The only thing that is certain in a bankruptcy case seems to be uncertainty.
“Bankruptcy strategies and alliances change hourly,” says Larry Comegys, managing director of the Algon group, a financial analysis and advisory firm.
That’s why Comegys was not particularly surprised when he heard that Orleans Homebuilders had announced that it had decided to restructure itself in Chapter 11 bankruptcy rather than to auction off its assets.
He was, however, somewhat surprised at the news that NVR, which had struck an agreement with Orleans to be the leading bidder on the company’s assets with a starting bid of $170 million, had sued Orleans in bankruptcy court over the change, after NVR was left empty-handed despite spending time and money on due diligence for the bid.
“It’s very unusual to see any litigation in this area,” said Comegys, who hasn’t seen the lawsuit. After all, companies that become “stalking horse” bidders, setting the floor for asset purchases in bankruptcy court, regularly don’t end up with the land.

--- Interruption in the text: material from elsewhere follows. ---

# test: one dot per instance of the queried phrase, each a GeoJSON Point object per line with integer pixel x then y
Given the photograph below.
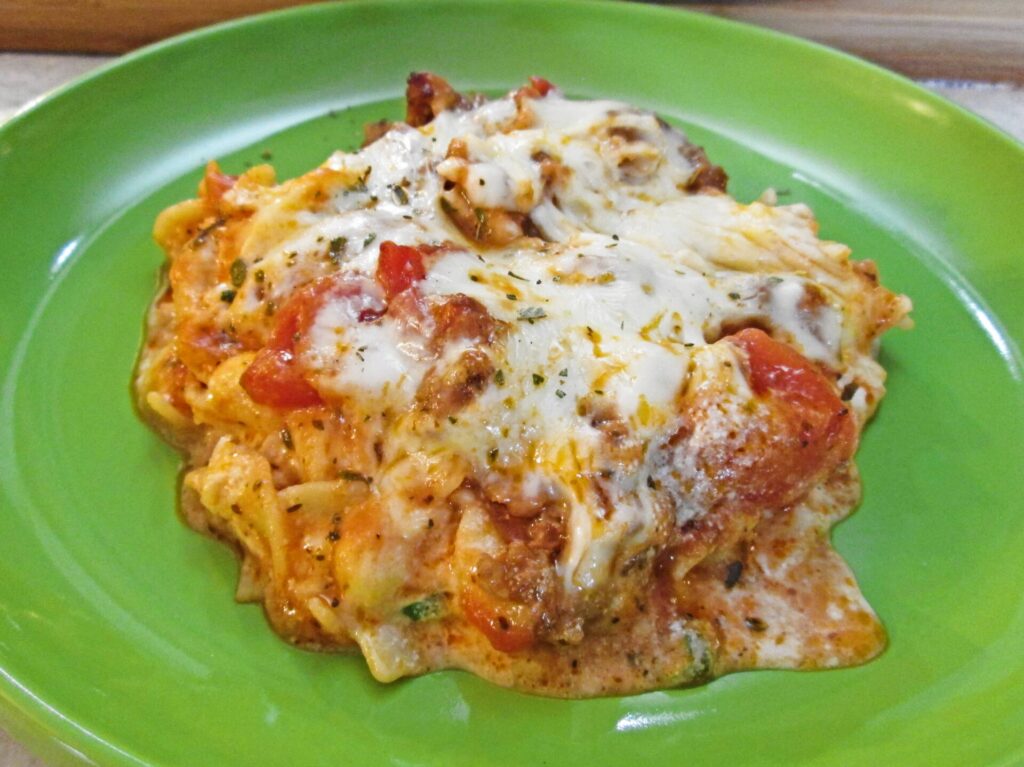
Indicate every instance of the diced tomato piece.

“They may feel like they were used,” Comegys postulated.
Actually, that is one of the claims NVR makes in the lawsuit filed by NVR as an adversarial action in U.S. Bankruptcy Court’s Delaware District on May 28.

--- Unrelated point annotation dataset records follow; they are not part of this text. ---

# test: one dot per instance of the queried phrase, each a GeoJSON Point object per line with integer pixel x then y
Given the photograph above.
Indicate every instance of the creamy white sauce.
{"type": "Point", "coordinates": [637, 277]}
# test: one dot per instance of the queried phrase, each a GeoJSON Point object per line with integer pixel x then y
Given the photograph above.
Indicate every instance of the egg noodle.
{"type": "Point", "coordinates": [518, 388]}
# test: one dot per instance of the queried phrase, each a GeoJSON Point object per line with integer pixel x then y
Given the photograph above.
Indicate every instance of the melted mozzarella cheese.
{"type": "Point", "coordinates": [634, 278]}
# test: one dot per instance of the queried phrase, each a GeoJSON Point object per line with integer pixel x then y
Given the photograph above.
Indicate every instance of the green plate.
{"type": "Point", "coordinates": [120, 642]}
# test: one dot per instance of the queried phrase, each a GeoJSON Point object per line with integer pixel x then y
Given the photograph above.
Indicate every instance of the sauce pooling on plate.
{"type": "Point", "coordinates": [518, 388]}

“OHB (Orleans Homebuilders) was enriched as the result of NVR’s having agreed to act as OHB’s stalking horse bidder,” the company says in the lawsuit. “OHB retains the benefit of NVR having set a ‘floor’ value for the purchased assets.”
In addition, NVR claims, its bid led to interest from others in Orleans assets. Specifically, Orleans clams in the lawsuit that an unnamed private equity firm bought some of Orleans’ bond debt from banks, gaining control of the company and its assets. It was that purchase, NVR alleges, that caused Orleans to abandon its plans to reorganize rather than sell off its assets in an auction.

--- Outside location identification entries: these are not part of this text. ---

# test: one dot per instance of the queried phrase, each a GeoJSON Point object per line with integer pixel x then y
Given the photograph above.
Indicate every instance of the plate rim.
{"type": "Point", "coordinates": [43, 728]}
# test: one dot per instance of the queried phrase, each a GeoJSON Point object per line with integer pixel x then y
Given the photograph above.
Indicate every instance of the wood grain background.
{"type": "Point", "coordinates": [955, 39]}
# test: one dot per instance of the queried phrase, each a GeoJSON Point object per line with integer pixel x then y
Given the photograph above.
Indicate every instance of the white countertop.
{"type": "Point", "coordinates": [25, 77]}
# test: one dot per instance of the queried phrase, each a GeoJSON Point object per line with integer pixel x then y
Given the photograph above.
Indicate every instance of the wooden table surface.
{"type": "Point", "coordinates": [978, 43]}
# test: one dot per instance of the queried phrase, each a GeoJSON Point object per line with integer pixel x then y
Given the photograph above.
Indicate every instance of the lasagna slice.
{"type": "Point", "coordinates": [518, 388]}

Orleans did not have a comment regarding the NVR lawsuit.
In the lawsuit, NVR asks the bankruptcy court to award it damages or pay it a termination fee and/or reimbursement for its expanses. The company says that it incurred sizable costs in the due diligence it performed in order to make the $170 million bid as well as the costs of doing title work on the assets and environmental research.
Specifically, NVR alleges Orleans breached its contract with NVR and committed “promissory estoppel” because Orleans assured the bidding NVR that it would not consider offers for Orleans’ assets outside the bankruptcy auction process. “Implicit in those representations was OHB’s intention not to pursue a stand-alone reorganization plan.”
The “unjust enrichment” claim is count three and count four is a clam seeking a termination fee and expense reimbursement if the judge rules that the company did not have a valid contract. Under the stalking horse agreement, NVR would be entitled to a termination fee of $3.4 million as well as expense costs up to $1 million if another bidder other than NVR won Orleans assets at auction.
However, a judge never approved either the stalking horse agreement that had been struck or the terms of the auction because Orleans called off the hearing before those issues came before the judge. Nevertheless, NVR said it had an agreement with Orleans and that, under the terms, Orleans could not and has not terminated it.
If the court determines that NVR and Orleans did not have a binding agreement, NVR asked the judge to invoke an award under the unjust enrichment allegation
“OHB (Orleans) may pursue a stand-alone reorganization plan it perceives to be in its best interests; however, as a matter of equity, justice and fairness, the Court should require OHB to pay NVR the substantial damages it has sustained in reliance on OHB’s repeated representations and assurances concerning its commitment to the auction process and the APA (asset purchase agreement) and bidding procedures order.”
Teresa Burney is a senior editor for BUILDER and BIG BUILDER magazines.